Key findings: Clear EEG entrainment, but benefits are best in specific parameter combinations.
3. Personalised beats are the next frontier for performance
Two 2025 papers pushed hard into personalisation:
- A real-time EEG-guided trial used an algorithm to adjust beats based on each person’s brain activity. The system drove everyone into low-frequency “relaxation” bands within about 7–9 minutes.
- A chronic insomnia pilot study used facial analysis to generate customised binaural-beat tracks. Over four weeks, 20 adults with moderate-to-severe insomnia saw major improvements, with 70% meeting treatment-response criteria.
2025 was the year we started to move from generic playlists to personalised and adaptive neurosound. Audicin will be at the forefront of this scientific breakthrough, starting with our collaboration with IDUN technologies at CES 2026.
IDUN Technologies is a Swiss neurotechnology company pioneering next-generation brain-sensing wearables. Their breakthrough dry-electrode technology allows accurate, lab-grade brain data to be measured comfortably and reliably, opening the door to everyday brain monitoring that’s both practical and incredibly precise.
They are a perfect partner for Audicin, where our goal is to intelligently adapt our brain-entrainment audio based on each person's unique brain data. The better the data, the more accurately we can tailor your sound experience and the more powerful the nervous system regulation effects become.
The future of personalized nervous system regulation for your best performance is closer than ever and we’re building it with the best.
Real-Time EEG-Guided Binaural Beats (Kahathuduwa et al., 2025)
Design: Randomized, double-blind, sham-controlled trial.
Key findings: 100% of participants reached low-frequency relaxation bands; cognitive improvements observed.

4. Safety and adherence is looking great
Across major 2025 clinical studies:
- Perioperative trials reported no significant increase in adverse events vs control audio.
- The chronic insomnia study below had 100% completion, no adverse effects, and high nightly adherence.
- A periodontal surgery trial using pure binaural beats noted no untoward effects while significantly lowering post-operative anxiety.
Takeaway: Binaural beats are safe, well-tolerated and “sticky” enough for real-world use.
Customised Binaural Beats for Chronic Insomnia (Lin et al., 2025)
Design: Four-week personalised-audio trial.

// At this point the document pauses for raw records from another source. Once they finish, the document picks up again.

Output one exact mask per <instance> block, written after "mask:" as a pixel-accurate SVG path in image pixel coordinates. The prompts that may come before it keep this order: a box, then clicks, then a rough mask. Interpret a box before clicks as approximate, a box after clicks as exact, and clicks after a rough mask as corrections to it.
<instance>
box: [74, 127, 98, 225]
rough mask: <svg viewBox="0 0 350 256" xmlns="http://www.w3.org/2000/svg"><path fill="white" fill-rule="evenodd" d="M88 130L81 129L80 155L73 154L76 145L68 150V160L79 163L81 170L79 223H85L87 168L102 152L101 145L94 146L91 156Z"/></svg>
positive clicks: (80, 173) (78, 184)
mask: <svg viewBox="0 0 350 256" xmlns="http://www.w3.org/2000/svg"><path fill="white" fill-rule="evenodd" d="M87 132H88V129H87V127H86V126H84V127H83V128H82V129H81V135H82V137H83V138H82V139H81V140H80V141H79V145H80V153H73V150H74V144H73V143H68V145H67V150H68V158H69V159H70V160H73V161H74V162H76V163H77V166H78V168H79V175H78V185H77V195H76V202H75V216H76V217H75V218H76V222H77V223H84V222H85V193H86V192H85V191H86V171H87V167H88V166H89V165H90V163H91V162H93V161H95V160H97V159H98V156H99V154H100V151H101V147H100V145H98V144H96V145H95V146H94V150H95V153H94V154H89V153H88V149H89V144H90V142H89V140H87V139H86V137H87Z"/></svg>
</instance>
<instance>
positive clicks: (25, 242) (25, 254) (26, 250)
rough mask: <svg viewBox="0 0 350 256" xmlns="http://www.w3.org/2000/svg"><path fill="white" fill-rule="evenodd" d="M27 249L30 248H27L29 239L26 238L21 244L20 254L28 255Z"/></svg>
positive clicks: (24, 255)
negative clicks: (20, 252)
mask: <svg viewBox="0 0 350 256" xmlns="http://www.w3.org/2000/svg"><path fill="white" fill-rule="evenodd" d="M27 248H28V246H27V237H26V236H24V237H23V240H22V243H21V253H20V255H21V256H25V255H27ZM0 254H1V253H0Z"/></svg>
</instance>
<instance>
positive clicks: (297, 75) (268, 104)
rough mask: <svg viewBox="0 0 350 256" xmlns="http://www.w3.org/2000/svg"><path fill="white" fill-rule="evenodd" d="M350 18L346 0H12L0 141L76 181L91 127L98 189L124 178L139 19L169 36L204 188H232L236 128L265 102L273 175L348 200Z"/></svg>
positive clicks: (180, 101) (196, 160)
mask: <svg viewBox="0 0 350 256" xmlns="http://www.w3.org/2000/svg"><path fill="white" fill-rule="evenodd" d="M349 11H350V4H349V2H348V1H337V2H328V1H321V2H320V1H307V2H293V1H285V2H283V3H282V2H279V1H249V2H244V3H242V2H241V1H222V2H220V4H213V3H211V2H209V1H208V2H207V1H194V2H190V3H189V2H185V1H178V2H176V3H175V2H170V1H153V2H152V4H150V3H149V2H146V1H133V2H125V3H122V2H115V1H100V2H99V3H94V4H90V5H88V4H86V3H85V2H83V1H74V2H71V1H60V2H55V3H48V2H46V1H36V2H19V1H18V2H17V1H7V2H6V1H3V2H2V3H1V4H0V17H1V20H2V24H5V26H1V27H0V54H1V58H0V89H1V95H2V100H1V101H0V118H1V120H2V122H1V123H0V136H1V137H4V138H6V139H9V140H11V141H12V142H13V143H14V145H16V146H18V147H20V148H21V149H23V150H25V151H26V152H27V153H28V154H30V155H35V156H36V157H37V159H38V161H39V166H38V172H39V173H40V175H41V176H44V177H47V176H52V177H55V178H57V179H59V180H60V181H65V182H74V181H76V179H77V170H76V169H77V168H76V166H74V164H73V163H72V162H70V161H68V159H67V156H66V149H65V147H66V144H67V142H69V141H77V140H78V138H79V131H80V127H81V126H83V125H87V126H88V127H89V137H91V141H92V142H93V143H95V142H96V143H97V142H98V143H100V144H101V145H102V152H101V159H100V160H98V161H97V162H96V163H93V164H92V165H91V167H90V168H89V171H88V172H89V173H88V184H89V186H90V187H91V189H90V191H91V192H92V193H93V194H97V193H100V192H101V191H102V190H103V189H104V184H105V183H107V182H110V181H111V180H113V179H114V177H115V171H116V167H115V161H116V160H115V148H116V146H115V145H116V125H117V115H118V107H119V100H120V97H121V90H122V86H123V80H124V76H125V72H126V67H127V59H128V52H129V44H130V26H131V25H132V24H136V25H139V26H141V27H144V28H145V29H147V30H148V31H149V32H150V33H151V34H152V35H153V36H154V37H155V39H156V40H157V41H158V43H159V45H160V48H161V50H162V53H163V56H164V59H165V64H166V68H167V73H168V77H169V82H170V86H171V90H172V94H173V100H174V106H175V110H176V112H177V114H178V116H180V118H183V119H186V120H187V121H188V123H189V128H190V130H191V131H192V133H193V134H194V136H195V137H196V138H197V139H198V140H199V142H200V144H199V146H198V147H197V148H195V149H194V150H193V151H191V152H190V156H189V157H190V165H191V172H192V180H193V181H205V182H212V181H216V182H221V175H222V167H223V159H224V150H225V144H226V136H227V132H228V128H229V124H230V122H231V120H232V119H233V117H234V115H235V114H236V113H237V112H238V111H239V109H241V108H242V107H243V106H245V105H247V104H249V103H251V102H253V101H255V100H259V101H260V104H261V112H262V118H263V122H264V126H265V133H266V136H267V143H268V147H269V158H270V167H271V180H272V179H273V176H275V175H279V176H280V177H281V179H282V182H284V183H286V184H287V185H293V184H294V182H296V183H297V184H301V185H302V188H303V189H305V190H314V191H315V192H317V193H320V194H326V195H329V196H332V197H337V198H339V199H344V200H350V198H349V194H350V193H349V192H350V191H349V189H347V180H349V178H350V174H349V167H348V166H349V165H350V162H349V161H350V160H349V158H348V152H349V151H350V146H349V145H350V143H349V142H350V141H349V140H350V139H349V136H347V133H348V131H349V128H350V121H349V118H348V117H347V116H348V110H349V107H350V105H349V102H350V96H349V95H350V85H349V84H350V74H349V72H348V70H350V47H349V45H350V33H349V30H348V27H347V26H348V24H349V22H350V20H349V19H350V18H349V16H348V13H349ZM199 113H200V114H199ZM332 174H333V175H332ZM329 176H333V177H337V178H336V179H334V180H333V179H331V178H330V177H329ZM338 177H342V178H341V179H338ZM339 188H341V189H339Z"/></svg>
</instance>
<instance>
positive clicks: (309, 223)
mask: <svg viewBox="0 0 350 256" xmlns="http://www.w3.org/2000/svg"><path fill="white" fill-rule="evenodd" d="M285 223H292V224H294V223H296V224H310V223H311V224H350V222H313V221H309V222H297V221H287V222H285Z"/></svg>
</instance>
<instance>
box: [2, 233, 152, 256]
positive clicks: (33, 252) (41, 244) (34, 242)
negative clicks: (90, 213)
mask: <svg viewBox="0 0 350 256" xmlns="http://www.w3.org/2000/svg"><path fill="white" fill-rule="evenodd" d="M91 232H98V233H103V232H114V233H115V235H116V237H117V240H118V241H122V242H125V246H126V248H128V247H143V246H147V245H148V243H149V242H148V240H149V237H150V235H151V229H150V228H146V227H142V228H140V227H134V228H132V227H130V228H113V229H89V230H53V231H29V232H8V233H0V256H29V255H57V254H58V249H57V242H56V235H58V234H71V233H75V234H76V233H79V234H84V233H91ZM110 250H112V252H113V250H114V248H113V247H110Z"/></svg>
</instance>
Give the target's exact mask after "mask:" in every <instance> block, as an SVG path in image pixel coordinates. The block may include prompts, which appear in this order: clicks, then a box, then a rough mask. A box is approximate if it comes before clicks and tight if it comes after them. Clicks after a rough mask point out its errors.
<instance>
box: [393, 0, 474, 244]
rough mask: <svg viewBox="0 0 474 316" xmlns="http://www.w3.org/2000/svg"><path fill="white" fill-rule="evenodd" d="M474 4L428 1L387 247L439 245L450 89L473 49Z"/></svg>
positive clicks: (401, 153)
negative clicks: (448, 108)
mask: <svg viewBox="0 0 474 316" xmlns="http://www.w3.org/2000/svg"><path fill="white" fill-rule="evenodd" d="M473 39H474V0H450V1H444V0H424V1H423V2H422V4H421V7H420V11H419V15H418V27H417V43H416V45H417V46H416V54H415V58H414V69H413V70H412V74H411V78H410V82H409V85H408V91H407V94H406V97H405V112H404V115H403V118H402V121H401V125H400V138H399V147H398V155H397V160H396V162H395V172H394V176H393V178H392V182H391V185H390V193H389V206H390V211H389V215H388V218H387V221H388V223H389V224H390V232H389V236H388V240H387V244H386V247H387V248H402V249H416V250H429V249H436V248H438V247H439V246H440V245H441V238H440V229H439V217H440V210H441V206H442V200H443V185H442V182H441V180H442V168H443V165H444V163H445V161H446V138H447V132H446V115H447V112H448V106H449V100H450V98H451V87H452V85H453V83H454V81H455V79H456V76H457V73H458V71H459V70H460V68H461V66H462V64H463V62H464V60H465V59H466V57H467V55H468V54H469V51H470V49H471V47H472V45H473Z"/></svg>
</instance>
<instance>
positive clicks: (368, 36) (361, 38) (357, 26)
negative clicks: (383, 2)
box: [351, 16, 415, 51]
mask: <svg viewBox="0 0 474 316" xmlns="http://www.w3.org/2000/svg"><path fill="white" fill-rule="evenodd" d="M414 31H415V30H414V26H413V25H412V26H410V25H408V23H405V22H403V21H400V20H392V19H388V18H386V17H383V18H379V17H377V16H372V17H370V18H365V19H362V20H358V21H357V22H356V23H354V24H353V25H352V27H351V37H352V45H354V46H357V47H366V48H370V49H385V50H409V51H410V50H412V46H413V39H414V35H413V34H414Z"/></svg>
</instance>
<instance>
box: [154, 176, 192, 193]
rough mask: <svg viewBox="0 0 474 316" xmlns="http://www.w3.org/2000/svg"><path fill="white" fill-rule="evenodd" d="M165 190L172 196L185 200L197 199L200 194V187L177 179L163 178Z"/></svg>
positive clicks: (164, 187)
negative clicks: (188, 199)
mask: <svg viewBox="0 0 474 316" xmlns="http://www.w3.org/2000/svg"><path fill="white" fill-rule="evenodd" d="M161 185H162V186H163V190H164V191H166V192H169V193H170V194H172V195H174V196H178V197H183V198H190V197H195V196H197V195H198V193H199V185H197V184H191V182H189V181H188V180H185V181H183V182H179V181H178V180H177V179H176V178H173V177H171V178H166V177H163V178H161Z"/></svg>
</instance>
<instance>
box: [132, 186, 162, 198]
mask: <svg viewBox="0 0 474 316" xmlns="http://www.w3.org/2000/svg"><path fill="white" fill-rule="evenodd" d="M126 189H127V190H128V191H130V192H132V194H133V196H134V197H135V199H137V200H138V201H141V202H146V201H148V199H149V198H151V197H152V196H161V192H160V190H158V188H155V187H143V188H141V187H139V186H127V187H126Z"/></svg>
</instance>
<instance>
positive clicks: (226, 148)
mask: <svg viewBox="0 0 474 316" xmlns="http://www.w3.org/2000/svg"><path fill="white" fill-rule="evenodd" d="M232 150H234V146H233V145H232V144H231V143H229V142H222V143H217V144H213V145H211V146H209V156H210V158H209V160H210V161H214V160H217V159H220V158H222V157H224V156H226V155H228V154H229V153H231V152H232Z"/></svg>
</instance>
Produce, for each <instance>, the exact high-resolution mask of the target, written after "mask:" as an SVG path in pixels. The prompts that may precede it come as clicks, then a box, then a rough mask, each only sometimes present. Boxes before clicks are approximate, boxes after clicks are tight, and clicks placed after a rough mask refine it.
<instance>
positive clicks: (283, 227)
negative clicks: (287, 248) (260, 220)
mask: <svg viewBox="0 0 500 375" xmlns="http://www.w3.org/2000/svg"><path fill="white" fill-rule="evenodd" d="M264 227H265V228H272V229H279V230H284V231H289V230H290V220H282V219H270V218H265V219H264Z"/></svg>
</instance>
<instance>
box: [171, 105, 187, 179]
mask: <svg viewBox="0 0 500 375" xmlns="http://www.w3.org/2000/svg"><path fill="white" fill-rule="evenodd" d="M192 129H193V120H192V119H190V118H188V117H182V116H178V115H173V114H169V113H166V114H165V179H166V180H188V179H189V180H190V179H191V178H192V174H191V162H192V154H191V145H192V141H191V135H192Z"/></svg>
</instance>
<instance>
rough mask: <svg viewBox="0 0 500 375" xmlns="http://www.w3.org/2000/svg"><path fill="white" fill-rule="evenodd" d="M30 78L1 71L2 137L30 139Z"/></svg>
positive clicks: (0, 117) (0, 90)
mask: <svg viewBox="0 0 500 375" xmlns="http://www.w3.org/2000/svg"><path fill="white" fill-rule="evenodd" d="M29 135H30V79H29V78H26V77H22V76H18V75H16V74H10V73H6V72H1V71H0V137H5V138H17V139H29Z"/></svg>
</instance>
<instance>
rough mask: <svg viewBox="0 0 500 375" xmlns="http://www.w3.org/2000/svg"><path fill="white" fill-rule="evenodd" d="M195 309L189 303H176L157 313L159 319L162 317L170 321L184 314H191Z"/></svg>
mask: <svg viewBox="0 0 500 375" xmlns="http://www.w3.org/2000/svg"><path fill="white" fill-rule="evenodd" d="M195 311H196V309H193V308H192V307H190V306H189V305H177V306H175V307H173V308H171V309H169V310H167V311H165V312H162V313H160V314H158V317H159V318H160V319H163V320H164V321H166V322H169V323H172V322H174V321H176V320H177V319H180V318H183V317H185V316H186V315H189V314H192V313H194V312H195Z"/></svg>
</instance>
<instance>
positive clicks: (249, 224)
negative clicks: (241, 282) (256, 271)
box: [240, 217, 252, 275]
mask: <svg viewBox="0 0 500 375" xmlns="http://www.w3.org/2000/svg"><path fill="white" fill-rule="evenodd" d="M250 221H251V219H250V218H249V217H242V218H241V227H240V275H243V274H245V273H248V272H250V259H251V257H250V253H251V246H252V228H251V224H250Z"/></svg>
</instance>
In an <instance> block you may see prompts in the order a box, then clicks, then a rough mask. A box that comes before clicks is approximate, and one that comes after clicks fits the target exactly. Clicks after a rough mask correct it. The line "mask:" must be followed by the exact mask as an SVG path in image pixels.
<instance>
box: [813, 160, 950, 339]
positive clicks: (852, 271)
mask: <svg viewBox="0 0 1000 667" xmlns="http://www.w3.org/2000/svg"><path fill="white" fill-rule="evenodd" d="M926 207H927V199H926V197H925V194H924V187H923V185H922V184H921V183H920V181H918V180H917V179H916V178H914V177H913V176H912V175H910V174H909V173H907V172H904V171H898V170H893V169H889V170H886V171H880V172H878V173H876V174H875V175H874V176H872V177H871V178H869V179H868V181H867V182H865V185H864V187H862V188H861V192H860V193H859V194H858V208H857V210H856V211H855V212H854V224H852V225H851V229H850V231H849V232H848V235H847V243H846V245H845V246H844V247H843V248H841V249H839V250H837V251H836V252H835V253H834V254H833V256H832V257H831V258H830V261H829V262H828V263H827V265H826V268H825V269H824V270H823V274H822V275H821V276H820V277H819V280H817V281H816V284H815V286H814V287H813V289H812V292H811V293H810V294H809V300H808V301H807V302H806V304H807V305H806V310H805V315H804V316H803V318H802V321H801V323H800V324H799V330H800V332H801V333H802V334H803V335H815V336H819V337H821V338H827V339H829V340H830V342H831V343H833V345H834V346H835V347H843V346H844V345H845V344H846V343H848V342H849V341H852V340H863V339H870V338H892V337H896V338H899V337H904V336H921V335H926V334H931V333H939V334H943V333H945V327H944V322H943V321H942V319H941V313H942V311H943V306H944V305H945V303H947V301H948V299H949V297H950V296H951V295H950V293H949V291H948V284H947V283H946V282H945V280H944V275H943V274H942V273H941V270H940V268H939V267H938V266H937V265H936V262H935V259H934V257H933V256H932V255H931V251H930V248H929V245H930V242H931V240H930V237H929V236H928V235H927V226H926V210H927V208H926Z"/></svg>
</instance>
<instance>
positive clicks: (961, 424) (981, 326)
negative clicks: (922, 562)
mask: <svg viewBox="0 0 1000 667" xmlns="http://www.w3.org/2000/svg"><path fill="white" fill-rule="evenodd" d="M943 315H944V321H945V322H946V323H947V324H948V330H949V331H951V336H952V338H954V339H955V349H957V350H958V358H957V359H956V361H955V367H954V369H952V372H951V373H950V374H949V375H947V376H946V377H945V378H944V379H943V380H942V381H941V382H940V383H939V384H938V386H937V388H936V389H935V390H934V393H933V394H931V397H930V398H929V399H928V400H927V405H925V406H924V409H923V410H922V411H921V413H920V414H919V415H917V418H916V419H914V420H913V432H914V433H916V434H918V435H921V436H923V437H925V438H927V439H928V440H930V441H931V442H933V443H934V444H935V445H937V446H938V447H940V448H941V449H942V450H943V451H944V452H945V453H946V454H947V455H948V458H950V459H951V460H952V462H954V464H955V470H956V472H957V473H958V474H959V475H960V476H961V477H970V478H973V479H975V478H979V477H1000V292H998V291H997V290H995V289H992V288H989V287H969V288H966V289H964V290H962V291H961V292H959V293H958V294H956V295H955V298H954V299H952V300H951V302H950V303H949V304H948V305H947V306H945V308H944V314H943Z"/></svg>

Key findings: Insomnia Severity Index dropped by 11 points with high adherence and no adverse events.
5. Binaural beats are powerful but must be done right
The Scientific Reports study above confirmed robust EEG entrainment but minimal impact on sustained attention unless parameters were properly tuned. Other reviews also highlighted high heterogeneity, again indicating that the right approach with binaural beats is a personalised one where the individual, their preferences, state and biomeasures, are taken into account.
Takeaway: Binaural beats are best viewed as a targeted tool, particularly promising for anxiety, pain and sleep, rather than a universal cognitive enhancer.
This is no magic bullet but applied in the right, science informed ways, this new form of functional music can really make a difference to the nervous system and related wellbeing outcomes.
Where This Leaves Us for 2026 and Where Audicin Fits Right In
Scientific validation is growing stronger every month, mechanistic clarity is improving, and personalisation is the future.
For a company like Audicin, this year’s science reinforces our core idea: that carefully-crafted, personalised music, tuned to brain state, context and individual differences, is where the application of binaural beats transitions from a scientific curiosity to a meaningful everyday on-the-go wellbeing tool.